The turbulent history of the West is writ large in this now-sleepy part of Arizona. It’s home to the Tohono O’odham Indian Reservation—the largest in the country after the Navajo Nation’s—and towns such as Ajo—created (and almost undone) by the copper-mining industry—and Nogales, along the U.S.–Mexico border. Yuma, abutting the California border, was a major crossing point of the Colorado River as far back as the time of the conquistadors.

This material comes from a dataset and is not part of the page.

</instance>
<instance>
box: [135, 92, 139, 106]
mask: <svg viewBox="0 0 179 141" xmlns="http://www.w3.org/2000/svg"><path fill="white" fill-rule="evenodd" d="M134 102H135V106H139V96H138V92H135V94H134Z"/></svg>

These days people mostly travel through Sells, Ajo, and Yuma en route to the closest beaches. During the school year, especially on warm weekends and semester breaks, the 130-mile route from Tucson to Ajo is busy with traffic headed southwest to Puerto Penasco (Rocky Point), Mexico, the closest access to the sea for Arizonans. All summer long, Interstate 8 takes heat-weary Tucsonans and Phoenicians to San Diego, California; Yuma is the midpoint.
Natural attractions are a lure in this starkly scenic region: Organ Pipe Cactus National Monument provides trails for desert hikers and birders, and Buenos Aires and Imperial wildlife refuges—homes to many unusual species—are important destinations for birders and other nature-watchers. Much of the time, however, your only companions will be the low-lying scrub and cactus, and the mesquite, ironwood, and palo verde trees.